第12章 淫獄

 姉を起こさぬよう、ゆっくりと身を起こす。

 同時に、壁掛け時計が夜零時を告げた。

 今のうちに調べておいた方がいい。

 気になるのだ。姉が呟いたあの台詞が。

 姉が言った『あの女』って、間違いなく葉月の事だろう。

 姉は、何を見たのだろうか。姿そのものなのか・・・それとも気配。

 怯え切った姉からは、詳細を聞き出す事は出来なかった。

 姉がそこまで葉月に震撼するのは、何故だろう。

 幽霊となって現れたからか?

 ただ単にそれだけじゃないような気がする。

 答えはすぐに見つかった。

 ひょっとしたら、葉月に沙耶との関係がばれていると思っているのかもしれない。

 もし盗聴器が姉の部屋に仕掛けられていたら・・・。

 正直のところ、盗聴器があるかもしれない説は、滅茶苦茶濃厚だったりするのだ。

 葉月の訪問のタイミングが、完璧に両親の留守を狙っている不自然極まりない事実が、それを裏付けている。

 あの事故のせいで、今日は盗聴器が仕掛けられているかどうかなんて、探す余裕が全く無かった。

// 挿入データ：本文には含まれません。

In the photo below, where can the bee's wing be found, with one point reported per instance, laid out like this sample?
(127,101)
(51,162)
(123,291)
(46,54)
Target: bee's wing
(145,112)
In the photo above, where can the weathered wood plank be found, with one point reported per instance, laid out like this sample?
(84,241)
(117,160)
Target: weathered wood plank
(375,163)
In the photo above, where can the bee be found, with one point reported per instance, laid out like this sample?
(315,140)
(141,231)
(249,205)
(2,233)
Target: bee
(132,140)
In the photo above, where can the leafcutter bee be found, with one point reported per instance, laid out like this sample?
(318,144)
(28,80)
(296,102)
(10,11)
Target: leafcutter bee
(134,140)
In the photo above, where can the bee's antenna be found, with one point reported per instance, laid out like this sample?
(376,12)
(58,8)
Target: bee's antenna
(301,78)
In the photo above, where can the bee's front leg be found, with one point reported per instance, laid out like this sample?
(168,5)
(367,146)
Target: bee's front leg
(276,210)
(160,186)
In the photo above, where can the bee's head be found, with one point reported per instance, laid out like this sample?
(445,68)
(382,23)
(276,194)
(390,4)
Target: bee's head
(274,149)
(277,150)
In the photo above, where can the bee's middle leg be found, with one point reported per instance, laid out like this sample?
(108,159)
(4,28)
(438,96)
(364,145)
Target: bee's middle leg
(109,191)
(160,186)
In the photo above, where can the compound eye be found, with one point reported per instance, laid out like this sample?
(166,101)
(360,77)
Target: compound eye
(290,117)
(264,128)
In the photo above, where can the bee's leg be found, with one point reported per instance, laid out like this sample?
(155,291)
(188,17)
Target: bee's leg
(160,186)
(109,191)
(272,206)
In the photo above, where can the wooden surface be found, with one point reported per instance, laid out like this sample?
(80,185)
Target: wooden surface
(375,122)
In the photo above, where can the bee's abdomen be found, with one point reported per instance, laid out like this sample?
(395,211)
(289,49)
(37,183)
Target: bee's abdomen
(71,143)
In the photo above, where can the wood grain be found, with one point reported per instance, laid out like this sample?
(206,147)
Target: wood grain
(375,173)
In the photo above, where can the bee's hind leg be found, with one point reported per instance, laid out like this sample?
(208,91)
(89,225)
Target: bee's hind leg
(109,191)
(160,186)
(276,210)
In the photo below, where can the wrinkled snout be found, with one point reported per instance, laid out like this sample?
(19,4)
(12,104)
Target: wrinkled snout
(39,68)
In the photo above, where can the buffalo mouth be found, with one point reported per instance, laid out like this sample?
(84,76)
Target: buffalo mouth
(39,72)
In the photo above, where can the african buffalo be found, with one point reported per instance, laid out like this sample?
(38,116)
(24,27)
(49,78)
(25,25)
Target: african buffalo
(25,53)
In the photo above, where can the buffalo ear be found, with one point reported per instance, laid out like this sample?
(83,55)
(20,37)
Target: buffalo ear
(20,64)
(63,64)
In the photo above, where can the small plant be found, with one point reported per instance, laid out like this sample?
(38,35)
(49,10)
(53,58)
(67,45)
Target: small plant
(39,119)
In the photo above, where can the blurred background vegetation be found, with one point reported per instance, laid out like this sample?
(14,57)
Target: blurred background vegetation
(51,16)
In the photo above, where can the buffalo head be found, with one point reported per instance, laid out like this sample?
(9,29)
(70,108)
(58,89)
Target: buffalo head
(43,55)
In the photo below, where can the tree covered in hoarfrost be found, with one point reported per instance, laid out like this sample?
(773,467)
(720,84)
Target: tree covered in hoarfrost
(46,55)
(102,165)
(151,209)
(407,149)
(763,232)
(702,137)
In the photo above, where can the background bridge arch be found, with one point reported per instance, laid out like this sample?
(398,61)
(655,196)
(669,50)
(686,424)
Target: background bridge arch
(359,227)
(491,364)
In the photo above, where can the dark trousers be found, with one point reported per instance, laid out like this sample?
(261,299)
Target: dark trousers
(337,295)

 明日も沙耶が姉のケアで来ることになっているから、その時に探そうと思う。

 もし、盗聴器が見つかったらとしたら・・・。

 姉には言えない。

 今以上に目に見えないものに怯え続け、精神を病んでしまうかもしれない。

 沙耶が見つける分には口裏を合わせておけばよいからいいのだが、姉自身が見つけてしまうと、ちょっと厄介な事になる。

 盗聴器を通じて、姉のプライベートが丸裸にされていたことになるのだ。

 ただでさえ憔悴し切っている姉に、こんな現実を突きつけたら、間違いなく崩壊する。

 葉月は仕掛けた盗聴器で姉と沙耶との関係を知り、その繋がりが自分よりも強靭である事に嫉妬し、挙句の果てには自らの過ちで死しても尚、姉の元に訪れる――そう考えられなくもなく、姉が怯えるのも分かる。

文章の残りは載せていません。